True Statement: If you want to get to know someone, take a trip out of the country with them.
No, you can’t take potential candidates on a trip abroad, but a phone interview and a couple of in-person chats is hardly getting to know someone. People are on their best behavior during interviews and if you’re having trouble filling a job, you’re probably more likely to brush aside little things that may turn out to be red flags down the road.
So, what can you do instead? Put candidates to the test. Do they claim to be an excellent communicator or say they’re an expert in Adobe Creative Suite? How will they handle unexpected client issues that crop up? If you come to them with a problem at the end of the day, how will they react? Asking these kinds of questions during your interview process is a great start, but you’ll usually get the answers you want to hear.

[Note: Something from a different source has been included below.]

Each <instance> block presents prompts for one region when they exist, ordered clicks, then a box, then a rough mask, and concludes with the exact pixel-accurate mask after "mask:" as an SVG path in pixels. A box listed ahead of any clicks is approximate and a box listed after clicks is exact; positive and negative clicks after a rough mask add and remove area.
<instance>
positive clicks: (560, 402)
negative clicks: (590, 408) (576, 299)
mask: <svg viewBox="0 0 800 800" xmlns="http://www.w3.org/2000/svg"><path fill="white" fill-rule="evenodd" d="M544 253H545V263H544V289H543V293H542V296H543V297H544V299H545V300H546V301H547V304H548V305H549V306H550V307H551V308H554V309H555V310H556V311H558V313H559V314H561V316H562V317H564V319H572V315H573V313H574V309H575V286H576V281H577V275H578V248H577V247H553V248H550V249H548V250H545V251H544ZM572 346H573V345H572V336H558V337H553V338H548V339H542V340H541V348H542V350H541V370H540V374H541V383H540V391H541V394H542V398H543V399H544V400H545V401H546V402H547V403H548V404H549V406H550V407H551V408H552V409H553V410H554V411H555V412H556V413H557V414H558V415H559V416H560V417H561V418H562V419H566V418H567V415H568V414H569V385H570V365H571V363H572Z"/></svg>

Consider inviting candidates to do a job shadow with one of your top employees with the goal being to get their guard down. This is a great way to put them to the test before you commit. Do they ask smart questions? Do they complain about their current employer or use foul language in what they presume is a non-interview setting? If done well, a job shadow won’t feel like an interview and you’ll be surprised at what you’ll learn. Do they problem solve in a way that you like to see? Do they take feedback well and then immediately apply it?
You’ll learn surprising things from your “test drive.” We often find that our initial front runners don’t always turn out to be the ones we hire. What looks great on paper isn’t always what works well in practice. People who demonstrate problem solving skills, effective communication, resiliency, enthusiasm, and positivity often outperform someone who ticks off the check marks on a job description.